Alibaba Doubles Down on AI: New Mega-Model Ignites BABA Stock Surge

Baba Stock

Alibaba Group is making its biggest bet yet on artificial intelligence, sending BABA stock sharply higher and reigniting international investor interest in Chinese tech.

A Massive AI and Cloud Commitment

On Wednesday, CEO Eddie Wu told investors the company will exceed the 380 billion yuan (about $53 billion) earmarked in February for AI and cloud infrastructure over the next three years. He didn’t disclose a new total but made clear the pace of investment will accelerate. “The AI industry has developed much faster than we expected, and demand for AI infrastructure has also far exceeded our expectations,” Wu said.

That outlay positions Alibaba as one of the world’s largest private investors in AI infrastructure. It surpasses many U.S. peers and signals a shift in strategy from retrenchment during China’s tech crackdown to aggressive expansion.

Stock Hits Multi-Year Highs

The announcement sparked a 9.2% jump in Hong Kong-listed shares, propelling Alibaba to a four-year high and more than doubling its year-to-date gains. The rally outpaced the Hang Seng Tech Index’s 2.5% advance on the same day. U.S.-listed American depositary shares also rose in pre-market trading.

Investors read the news as a double-positive: higher growth prospects for Alibaba’s cloud division and evidence that Beijing’s regulatory environment for tech firms is stabilizing.

Qwen3-Max: Alibaba’s Largest Model Yet

Adding fuel to the rally was the release of Qwen3-Max, Alibaba’s most advanced large language model to date. According to independent benchmark platform LMArena, the preview version ranks among the world’s top models, behind only Google’s Gemini, Anthropic’s Claude, and OpenAI’s ChatGPT.

The model is aimed at enterprise and consumer applications inside Alibaba’s cloud ecosystem, and it underscores the company’s ambition to control the full AI stack: its own large language models, in-house chips to train them, and the cloud infrastructure to deploy them at scale.

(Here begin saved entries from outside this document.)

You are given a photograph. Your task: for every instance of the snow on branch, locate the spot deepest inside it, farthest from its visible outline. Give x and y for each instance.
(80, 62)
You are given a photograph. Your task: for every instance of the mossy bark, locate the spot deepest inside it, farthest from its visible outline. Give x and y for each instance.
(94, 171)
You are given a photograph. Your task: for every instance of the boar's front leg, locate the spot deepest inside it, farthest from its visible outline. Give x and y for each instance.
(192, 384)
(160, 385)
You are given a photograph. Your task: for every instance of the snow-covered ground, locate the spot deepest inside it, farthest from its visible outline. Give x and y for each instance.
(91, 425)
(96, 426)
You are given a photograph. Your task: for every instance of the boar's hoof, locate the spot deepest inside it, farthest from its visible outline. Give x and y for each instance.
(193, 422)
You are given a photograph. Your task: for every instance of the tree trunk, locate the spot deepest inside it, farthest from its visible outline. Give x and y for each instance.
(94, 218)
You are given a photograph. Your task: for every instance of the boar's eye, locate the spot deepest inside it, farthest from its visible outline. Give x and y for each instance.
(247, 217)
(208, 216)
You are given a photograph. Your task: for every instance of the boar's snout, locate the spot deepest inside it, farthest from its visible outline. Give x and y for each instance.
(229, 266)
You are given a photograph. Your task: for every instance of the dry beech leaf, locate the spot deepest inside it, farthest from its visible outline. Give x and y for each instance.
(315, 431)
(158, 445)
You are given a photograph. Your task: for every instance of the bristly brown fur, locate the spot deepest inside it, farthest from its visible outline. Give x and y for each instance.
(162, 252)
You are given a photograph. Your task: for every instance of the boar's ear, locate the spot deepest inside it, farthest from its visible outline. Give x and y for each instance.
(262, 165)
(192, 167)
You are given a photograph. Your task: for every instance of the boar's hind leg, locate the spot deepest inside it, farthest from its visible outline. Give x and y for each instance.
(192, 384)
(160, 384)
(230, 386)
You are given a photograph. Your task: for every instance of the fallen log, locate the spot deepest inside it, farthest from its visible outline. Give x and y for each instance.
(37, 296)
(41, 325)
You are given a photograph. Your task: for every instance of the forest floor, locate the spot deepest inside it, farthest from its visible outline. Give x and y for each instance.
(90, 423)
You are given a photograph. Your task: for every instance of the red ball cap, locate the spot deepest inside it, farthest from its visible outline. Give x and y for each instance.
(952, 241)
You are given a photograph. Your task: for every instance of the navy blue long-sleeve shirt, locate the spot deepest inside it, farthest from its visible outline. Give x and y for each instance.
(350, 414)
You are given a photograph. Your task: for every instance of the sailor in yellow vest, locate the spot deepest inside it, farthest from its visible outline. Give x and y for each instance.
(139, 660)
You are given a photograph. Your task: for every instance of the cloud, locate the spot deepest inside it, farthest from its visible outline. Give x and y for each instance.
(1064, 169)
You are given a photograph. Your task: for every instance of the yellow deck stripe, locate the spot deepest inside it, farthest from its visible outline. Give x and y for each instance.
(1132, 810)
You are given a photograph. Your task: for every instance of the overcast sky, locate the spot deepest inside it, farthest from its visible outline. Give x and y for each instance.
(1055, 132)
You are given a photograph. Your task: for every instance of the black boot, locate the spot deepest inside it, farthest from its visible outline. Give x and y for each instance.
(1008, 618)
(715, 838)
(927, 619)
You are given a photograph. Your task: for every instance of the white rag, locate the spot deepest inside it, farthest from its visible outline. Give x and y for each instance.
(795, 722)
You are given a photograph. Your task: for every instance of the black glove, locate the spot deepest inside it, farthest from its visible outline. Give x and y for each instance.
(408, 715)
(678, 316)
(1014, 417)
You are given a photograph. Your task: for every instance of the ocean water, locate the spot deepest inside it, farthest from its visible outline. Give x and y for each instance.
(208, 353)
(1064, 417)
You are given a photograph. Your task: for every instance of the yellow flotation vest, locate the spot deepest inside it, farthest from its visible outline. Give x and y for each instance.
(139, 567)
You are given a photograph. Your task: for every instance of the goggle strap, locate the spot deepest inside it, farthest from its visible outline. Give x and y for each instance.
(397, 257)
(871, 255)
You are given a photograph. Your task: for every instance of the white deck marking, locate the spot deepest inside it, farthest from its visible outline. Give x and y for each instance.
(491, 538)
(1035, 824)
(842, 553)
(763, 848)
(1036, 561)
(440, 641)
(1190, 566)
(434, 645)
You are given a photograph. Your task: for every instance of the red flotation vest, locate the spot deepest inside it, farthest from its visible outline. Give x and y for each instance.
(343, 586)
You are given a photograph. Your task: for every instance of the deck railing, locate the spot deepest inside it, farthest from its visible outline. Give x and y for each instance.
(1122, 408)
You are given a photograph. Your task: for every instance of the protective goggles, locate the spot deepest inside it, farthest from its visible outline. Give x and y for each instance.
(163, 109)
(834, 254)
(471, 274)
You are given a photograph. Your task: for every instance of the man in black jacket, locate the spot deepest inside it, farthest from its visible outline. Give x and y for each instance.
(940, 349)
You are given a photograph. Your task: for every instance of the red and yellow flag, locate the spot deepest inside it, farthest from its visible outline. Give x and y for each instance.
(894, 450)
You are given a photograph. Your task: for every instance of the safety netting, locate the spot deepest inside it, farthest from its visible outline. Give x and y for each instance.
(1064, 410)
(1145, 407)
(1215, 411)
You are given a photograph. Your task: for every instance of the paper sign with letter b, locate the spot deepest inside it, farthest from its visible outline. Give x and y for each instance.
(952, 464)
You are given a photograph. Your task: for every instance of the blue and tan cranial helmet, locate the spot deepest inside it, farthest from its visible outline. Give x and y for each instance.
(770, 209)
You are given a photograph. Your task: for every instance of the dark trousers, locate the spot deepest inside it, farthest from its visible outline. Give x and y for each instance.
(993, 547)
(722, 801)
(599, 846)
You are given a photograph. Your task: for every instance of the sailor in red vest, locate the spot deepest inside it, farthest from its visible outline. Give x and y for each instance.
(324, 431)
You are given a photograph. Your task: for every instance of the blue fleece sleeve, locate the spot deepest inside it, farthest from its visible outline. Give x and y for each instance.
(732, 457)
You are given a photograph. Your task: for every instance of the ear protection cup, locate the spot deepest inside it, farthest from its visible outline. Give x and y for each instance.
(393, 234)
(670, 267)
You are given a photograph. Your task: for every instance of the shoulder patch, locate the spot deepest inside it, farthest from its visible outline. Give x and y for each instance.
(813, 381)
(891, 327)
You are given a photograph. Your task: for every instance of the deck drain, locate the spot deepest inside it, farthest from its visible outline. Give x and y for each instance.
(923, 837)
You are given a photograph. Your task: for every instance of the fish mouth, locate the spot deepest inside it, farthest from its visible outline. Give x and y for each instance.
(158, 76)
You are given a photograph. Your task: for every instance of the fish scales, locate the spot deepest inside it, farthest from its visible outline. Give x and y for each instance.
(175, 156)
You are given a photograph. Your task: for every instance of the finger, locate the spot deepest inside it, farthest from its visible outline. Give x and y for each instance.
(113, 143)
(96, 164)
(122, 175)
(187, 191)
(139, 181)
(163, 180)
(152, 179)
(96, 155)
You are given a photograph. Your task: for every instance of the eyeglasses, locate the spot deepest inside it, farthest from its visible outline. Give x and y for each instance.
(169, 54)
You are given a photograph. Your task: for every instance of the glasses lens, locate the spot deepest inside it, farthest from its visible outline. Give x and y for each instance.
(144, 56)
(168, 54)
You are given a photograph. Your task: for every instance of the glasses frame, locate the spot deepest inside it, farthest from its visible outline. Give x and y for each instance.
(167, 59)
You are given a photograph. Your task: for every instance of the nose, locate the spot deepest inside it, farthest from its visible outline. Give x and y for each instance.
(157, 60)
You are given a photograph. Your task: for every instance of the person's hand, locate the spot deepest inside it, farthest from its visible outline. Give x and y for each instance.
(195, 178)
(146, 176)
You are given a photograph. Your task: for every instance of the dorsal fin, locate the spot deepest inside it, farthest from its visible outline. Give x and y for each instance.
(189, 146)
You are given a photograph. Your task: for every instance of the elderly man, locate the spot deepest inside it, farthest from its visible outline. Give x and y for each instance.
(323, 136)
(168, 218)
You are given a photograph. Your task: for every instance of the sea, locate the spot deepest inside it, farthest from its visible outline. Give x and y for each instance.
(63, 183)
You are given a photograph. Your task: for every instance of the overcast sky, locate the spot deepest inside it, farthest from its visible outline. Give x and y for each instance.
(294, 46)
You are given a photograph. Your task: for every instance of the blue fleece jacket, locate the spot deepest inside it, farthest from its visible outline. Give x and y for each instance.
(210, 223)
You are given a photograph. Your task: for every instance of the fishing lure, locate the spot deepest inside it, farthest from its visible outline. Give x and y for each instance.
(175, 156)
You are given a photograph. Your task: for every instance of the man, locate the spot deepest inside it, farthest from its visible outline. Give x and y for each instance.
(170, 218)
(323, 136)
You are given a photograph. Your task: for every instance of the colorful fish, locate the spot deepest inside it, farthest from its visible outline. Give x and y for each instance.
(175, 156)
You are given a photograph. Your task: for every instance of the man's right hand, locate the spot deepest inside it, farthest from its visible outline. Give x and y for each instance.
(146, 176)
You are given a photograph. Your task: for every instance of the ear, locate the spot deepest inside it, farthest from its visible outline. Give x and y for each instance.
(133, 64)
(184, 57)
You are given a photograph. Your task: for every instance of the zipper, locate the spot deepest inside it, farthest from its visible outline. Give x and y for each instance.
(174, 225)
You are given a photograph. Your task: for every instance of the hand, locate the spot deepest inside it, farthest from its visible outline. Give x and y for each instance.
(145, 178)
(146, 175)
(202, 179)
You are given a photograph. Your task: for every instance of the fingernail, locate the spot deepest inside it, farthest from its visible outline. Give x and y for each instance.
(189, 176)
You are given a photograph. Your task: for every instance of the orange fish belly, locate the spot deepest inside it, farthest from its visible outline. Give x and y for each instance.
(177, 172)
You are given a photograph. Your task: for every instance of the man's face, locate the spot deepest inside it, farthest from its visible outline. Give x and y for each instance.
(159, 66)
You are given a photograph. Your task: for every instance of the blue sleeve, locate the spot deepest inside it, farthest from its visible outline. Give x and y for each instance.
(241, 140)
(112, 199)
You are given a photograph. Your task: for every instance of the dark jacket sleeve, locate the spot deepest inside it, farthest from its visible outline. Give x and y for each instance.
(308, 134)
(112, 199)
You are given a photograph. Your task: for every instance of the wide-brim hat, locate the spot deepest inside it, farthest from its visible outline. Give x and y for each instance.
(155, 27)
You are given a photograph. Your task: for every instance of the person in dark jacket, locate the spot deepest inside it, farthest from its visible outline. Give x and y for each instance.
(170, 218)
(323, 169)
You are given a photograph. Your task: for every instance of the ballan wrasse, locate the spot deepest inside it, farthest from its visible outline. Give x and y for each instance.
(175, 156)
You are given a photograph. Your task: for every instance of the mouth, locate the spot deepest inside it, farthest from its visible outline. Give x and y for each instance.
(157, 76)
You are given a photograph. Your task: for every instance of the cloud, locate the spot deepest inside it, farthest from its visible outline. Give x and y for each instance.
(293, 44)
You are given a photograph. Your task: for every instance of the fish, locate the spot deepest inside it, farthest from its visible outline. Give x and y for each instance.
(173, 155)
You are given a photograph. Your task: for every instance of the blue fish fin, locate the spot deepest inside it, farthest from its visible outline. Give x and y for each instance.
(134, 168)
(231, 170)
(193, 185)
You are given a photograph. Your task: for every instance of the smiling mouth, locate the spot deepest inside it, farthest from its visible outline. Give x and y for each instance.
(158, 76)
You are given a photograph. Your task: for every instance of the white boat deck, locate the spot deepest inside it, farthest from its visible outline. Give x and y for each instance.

Competitive Landscape in China’s AI Race

Alibaba’s push comes amid an arms race among Chinese tech giants. Baidu, Tencent, and ByteDance have each released their own generative AI products, while startups like DeepSeek are gaining traction. By combining homegrown chips and proprietary models, Alibaba hopes to reduce reliance on foreign suppliers, a crucial strategic priority given U.S. export controls on advanced semiconductors.

Morningstar analyst Phelix Lee described China’s AI build-out as “a self-contained virtuous cycle” that benefits not just the model developers but also semiconductor foundries such as SMIC and Hua Hong, and equipment makers like Naura Technology. On the same day as Alibaba’s announcement, SMIC shares climbed as much as 7.8%, Hua Hong rose 9.0%, and Naura hit Shanghai’s 10% daily limit.

ARK Invest Reopens Its Alibaba Position

Another catalyst for Alibaba’s shares was a surprise vote of confidence from abroad. Two of Cathie Wood’s ARK Invest funds disclosed combined holdings of about $16.3 million in Alibaba ADRs. This marks its first recorded investment in the company since September 2021, when Chinese tech stocks were under regulatory pressure.

That move signals a potential turning point for global investors who had largely exited China’s internet sector over the past three years.

Why It Matters for Investors

Alibaba’s expanded AI spending and new model launch point to several investor-relevant trends:

  • AI Infrastructure Boom – Demand for data centers, chips, and cloud services in China could rival U.S. levels, creating opportunities for upstream suppliers and component makers.
  • Regulatory Stabilization – ARK Invest’s re-entry suggests foreign capital may be warming to Chinese tech again, potentially lifting valuations across the sector.
  • Strategic Self-Reliance – By building its own chips and models, Alibaba could gain a cost and performance edge over competitors constrained by export controls.

Taken together, these moves reinforce the broader upswing in Chinese tech shares and the emergence of a domestic AI ecosystem that could compete head-to-head with Western offerings.